Queste rivendicazioni sono arrivate anche mercoledì scorso sul tavolo di un incontro al Viminale tra i responsabili immigrazione dei tre sindacati e i sottosegretari Domenico Manzione, ministero dell’interno, e Franca Biondelli, Ministero del Lavoro. Pur escludendo che si possa cambiare la normativa attuale, “visto il non favorevole quadro politico”, proprio Manzione ha  sottolineato che “la legge parla di una durata non inferiore ad un anno, non mettendo limiti alla sua estensione, che può dipendere anche dall’ingresso di redditi familiari leciti”. 

Quindi il governo conferma, per esempio, che un marito disoccupato dovrebbe avere un permesso per attesa occupazione più lungo (o rinnovato) se sua moglie lavora, e viceversa. Il problema, però, incalzavano Cgil, Cisl e Uil, è farlo capire alle Questure.

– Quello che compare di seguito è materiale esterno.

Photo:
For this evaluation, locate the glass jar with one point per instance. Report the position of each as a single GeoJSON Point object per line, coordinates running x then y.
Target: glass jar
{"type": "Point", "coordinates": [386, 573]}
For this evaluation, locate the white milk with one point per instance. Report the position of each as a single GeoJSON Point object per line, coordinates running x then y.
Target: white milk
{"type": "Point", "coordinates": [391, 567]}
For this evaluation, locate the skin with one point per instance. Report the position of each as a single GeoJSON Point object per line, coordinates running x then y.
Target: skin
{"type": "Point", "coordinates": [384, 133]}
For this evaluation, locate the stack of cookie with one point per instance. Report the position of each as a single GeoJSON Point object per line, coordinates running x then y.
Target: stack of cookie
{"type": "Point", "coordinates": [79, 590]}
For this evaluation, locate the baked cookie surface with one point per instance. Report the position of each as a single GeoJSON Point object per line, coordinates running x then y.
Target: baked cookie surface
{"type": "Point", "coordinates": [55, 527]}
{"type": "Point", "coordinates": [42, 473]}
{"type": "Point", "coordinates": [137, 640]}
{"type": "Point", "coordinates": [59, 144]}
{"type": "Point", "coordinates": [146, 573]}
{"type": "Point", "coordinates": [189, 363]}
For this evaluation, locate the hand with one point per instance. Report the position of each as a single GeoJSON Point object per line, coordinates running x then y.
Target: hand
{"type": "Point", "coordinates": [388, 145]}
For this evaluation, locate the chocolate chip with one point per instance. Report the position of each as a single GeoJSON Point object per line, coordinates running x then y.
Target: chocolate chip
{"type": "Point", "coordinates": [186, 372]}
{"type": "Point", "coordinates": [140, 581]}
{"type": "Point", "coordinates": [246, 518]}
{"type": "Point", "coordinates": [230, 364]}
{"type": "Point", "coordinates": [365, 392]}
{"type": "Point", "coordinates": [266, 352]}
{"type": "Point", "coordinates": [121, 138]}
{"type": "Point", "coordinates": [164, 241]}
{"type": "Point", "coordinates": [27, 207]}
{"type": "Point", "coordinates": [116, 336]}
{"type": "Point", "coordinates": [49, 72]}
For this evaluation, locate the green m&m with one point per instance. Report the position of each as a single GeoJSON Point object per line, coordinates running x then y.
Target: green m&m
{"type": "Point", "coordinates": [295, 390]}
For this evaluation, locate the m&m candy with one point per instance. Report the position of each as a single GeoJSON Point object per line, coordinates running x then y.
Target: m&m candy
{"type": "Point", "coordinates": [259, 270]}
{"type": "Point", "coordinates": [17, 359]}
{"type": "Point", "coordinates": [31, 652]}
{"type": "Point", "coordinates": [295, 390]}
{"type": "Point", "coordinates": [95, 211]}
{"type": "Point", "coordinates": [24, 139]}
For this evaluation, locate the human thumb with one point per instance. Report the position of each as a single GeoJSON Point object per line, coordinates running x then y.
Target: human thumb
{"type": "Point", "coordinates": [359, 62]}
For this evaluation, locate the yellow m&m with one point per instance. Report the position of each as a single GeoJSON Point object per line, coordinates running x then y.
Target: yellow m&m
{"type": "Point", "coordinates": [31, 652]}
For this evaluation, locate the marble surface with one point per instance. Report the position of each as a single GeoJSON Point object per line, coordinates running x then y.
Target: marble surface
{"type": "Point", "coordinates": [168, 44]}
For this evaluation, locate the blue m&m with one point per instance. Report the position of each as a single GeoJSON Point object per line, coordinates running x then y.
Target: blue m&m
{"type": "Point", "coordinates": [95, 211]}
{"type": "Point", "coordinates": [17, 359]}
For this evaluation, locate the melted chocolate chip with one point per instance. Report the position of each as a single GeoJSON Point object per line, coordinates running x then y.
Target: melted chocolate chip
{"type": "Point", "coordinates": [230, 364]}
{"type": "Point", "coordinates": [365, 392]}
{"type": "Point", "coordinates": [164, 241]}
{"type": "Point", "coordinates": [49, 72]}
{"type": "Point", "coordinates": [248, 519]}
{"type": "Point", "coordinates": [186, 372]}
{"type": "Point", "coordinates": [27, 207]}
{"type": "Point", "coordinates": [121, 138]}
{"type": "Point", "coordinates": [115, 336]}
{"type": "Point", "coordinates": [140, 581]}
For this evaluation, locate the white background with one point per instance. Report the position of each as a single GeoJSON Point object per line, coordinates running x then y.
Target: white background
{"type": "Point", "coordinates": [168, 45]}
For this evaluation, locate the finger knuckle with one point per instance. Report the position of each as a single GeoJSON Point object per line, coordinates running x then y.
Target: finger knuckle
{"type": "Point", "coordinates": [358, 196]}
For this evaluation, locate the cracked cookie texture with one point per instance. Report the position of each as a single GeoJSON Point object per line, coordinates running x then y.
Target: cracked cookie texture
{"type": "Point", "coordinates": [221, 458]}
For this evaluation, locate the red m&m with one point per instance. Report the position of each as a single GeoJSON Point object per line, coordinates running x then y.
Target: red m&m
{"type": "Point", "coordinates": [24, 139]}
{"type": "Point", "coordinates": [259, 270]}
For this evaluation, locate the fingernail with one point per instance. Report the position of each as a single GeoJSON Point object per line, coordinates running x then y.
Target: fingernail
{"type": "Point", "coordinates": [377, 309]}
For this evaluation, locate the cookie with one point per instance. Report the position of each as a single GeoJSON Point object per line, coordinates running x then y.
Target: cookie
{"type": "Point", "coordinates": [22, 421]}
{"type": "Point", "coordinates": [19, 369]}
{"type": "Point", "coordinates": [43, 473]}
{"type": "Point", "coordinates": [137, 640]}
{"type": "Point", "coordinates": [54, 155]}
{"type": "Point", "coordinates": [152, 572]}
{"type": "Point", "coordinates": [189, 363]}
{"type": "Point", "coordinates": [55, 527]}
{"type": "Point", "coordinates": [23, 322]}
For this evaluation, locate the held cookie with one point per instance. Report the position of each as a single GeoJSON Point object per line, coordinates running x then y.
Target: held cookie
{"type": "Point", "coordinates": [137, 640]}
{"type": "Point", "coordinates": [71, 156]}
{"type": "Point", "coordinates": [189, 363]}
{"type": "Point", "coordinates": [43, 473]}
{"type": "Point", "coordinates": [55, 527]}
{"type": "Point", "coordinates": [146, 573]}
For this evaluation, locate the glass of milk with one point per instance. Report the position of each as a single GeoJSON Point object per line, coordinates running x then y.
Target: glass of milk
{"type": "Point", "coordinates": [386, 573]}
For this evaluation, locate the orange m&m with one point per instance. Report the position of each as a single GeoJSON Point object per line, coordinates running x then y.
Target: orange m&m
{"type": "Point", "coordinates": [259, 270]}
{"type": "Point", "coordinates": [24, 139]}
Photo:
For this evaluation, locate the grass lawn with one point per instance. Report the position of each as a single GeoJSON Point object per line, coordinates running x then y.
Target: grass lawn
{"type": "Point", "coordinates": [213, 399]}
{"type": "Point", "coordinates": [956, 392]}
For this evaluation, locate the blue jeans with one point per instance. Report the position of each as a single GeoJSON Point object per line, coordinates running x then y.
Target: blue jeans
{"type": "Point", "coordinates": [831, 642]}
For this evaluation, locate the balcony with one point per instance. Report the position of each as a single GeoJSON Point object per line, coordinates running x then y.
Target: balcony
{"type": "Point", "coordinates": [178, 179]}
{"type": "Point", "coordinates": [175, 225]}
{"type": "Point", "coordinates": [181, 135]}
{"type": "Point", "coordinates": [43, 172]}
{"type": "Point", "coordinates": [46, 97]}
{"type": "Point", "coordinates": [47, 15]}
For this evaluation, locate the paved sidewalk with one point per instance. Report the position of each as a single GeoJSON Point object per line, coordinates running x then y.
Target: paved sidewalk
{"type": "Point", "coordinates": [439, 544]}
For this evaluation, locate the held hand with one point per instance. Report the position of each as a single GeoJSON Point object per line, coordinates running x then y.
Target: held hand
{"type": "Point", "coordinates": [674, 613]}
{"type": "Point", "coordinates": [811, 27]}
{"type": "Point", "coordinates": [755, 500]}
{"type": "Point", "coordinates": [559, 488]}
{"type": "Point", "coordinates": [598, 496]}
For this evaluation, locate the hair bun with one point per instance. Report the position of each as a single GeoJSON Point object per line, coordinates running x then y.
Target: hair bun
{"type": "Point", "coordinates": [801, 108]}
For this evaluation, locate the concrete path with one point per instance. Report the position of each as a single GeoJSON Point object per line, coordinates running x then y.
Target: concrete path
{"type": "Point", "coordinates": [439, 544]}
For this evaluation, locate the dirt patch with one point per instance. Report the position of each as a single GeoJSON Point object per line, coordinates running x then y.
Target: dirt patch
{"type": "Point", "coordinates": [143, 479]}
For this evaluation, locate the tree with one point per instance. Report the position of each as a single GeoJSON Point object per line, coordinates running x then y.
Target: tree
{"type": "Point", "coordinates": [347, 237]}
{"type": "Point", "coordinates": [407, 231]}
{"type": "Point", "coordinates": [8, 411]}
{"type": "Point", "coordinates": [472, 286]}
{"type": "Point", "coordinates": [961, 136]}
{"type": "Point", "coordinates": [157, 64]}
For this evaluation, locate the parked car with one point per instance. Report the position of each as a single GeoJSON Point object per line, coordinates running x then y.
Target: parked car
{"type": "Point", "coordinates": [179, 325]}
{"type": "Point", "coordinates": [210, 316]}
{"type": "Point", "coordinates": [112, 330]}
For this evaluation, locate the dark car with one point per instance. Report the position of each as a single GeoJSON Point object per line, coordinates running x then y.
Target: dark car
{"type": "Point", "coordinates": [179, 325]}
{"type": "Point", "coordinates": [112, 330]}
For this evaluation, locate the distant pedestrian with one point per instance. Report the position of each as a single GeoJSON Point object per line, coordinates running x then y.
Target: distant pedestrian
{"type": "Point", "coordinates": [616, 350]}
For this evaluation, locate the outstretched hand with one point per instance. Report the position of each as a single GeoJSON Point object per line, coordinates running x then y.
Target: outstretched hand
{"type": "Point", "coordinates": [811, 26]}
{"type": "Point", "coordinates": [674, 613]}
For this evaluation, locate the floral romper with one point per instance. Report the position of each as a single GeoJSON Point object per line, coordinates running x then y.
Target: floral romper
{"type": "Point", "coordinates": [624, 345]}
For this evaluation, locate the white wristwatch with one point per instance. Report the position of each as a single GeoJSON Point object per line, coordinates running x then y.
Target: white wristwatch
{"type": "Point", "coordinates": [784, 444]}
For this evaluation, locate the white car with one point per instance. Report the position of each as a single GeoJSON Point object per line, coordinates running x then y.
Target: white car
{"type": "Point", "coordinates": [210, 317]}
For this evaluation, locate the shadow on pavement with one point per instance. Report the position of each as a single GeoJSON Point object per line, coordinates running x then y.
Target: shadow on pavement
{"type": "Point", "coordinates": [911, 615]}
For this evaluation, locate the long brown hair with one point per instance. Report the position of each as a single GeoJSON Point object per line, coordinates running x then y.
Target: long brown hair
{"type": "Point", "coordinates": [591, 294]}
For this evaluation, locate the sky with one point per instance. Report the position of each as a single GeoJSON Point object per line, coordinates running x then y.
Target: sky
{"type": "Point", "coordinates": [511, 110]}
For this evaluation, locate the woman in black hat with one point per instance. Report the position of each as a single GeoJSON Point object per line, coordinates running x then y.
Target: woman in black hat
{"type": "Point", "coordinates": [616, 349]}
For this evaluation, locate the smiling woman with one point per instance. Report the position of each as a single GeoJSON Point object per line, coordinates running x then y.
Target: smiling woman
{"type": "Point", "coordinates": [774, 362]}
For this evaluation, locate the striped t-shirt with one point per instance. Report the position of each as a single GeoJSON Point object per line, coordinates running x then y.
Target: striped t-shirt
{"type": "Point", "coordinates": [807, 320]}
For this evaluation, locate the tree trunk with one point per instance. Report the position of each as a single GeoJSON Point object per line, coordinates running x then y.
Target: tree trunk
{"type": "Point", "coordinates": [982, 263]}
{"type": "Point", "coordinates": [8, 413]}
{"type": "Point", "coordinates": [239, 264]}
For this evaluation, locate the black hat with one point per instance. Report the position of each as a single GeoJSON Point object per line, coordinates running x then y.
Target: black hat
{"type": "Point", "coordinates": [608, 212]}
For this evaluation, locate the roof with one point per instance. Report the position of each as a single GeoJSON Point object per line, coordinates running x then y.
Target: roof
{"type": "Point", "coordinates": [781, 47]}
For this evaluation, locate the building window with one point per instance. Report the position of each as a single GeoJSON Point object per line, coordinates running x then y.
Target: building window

Manzione ha quindi assicurato l’invio a breve di una circolare che fisserà criteri certi per l’allungamento della durata del permesso (reddito familiare, durata della permanenza in Italia, presenza di figli minori, assenza di reati, ecc.). 

Alla circolare lavoreranno sia il ministero del Lavoro che quello dell’Interno. L’obiettivo, si legge nei resoconti dell’incontro, è dare alle Questure maggiori elementi di sostegno alla legalità della presenza in Italia anche di chi ha perso l’occupazione e non ha ancora trovato un nuovo lavoro. Parallelamente, il governo è disponibile anche a valutare con i Sindacati il rafforzamento di politiche attive per il reimpiego. 

“Avremmo preferito una modifica della legge, escluderla per evitare il clamore mediatico legato a ogni intervento sull’immigrazione non è una grande prova di coraggio” commenta Beppe Casucci, coordinatore nazionale del Dipartimento Politiche Migratorie della Uil, che però, vista la posta in gioco, preferisce vedere il bicchiere mezzo pieno. 

“Ben venga – sottolinea – la disponibilità del governo a intervenire finalmente su un problema grave, dando più chance a chi ha perso il lavoro di trovarne un altro senza dover finire nel sommerso, che è già una piaga enorme in Italia. Ora è importante che la circolare arrivi presto e soprattutto che sia chiara e tolga ogni alibi alle interpretazioni arbitrarie delle Questure”.